Wayne Pacelle, president and CEO of The HSUS, said: “Americans deserve to have access to safe and humane products, and there is no compelling need for animal testing for cosmetics. We thank Congressman Moran for his leadership on this legislation, which will align the U.S. with the global trend moving away from animal testing of cosmetics. We have powerful and reliable alternatives available and it’s time to embrace those new technologies and stop harming animals for unnecessary reasons.”
Over the past year, the cosmetics industry underwent major regulatory changes across the globe, driven in part by HSI’s multinational Be Cruelty-Free campaign. Israel and the 28 states of the European Union banned the sale of newly animal-tested cosmetics in 2013. India has prohibited domestic animal testing for cosmetic products and ingredients, and is working on a follow-up import and sales ban. The State of São Paulo, Brazil, recently signed a bill prohibiting cosmetics testing on animals, and the Brazilian federal regulatory body for animal experiments will be voting on HSI’s animal testing ban proposal later this month. In China, where animal testing has historically been required, the Chinese Food and Drug Administration announced it will remove the mandatory animal testing for non-essential domestically produced cosmetics in June 2014.
For more information, visit humanesociety.org/becrueltyfree.
- There are thousands of existing cosmetic ingredients with histories of safe use. These ingredients allow more than 500 cruelty-free companies to innovate while remaining true to their values. For new ingredients, a growing number of proven, non-animal tests are becoming available each year.

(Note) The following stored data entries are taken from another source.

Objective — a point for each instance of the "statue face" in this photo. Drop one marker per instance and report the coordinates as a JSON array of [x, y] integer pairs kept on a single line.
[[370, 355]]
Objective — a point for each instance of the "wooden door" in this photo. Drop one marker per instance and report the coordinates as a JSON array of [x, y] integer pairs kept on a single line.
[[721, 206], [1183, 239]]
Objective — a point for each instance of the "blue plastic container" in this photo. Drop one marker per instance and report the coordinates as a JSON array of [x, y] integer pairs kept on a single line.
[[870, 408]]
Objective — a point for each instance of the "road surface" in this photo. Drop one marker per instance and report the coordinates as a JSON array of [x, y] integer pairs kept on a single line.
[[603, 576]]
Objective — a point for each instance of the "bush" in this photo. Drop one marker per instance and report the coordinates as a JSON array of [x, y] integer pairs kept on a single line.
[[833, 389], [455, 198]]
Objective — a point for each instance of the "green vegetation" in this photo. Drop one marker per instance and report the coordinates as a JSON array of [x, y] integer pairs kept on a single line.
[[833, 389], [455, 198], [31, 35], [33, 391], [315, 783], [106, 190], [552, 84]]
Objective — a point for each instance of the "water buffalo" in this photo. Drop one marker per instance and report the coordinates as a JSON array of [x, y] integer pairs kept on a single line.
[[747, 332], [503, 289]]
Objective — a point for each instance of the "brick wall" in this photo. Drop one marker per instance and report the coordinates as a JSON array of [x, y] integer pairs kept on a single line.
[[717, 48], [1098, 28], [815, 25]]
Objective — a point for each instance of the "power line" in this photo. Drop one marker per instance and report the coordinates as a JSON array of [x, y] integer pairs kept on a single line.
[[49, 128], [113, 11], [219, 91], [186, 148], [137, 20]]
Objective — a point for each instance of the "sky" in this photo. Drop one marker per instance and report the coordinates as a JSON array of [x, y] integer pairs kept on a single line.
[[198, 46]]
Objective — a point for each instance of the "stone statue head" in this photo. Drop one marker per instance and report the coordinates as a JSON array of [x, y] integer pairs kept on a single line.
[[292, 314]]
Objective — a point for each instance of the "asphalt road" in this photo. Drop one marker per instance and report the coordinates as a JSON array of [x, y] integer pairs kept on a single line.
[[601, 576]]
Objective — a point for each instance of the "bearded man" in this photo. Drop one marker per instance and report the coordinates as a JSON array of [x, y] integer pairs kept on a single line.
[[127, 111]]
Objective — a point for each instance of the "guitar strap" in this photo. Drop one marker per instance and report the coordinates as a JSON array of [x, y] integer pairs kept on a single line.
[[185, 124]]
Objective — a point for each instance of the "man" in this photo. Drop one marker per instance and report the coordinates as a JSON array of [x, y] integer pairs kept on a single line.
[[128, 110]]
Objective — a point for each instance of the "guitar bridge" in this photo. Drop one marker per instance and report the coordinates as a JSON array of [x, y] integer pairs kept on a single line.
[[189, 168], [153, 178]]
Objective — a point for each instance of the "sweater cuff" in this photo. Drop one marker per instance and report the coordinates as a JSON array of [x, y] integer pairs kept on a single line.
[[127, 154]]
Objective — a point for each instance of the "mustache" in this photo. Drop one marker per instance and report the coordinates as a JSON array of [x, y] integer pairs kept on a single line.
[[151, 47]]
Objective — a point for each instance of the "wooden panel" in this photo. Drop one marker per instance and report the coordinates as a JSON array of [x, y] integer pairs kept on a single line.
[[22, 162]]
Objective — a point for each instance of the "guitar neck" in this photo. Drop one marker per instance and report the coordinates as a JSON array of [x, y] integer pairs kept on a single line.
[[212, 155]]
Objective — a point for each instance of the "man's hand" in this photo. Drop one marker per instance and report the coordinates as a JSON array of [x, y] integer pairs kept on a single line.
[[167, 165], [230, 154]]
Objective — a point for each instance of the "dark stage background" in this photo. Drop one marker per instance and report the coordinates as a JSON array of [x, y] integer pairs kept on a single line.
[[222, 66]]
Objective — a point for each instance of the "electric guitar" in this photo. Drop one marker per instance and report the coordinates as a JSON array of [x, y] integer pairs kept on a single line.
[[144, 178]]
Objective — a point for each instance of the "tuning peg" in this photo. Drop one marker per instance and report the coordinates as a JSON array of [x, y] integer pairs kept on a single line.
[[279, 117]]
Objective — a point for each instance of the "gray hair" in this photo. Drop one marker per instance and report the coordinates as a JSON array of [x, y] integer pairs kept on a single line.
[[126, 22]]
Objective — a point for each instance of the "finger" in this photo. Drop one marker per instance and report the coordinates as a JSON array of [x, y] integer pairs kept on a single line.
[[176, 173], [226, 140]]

- Animal toxicity tests, which have never been validated by a regulatory body, represent an outdated science of techniques that are not adequate to predict human safety. The future of safety testing relies on advanced technologies, including computational and human cell or artificial tissue based models, which are already in use. These methods are based on human biology and are more predictive of human reactions than animal tests.
- Rabbits, guinea pigs, mice and rats are used in painful cosmetics tests that usually result in death.
- The U.S. Food and Drug Administration does not require use of animal testing methods to prove the safety of cosmetics.
- A poll conducted by Lake Research and commissioned by The HSUS and HSLF found that 73 percent of American voters would be in favor of federal legislation that would begin to phase out and eventually end animal testing for cosmetic products and ingredients. The majority of voters (55 percent) said they would favor this legislation strongly. Three in four voters said they would feel safer, or as safe, if non-animal methods were used to test the safety of a cosmetic instead of animal testing.
- Be Cruelty-Free U.S.A. is led by The Humane Society of the United States and Humane Legislative Fund.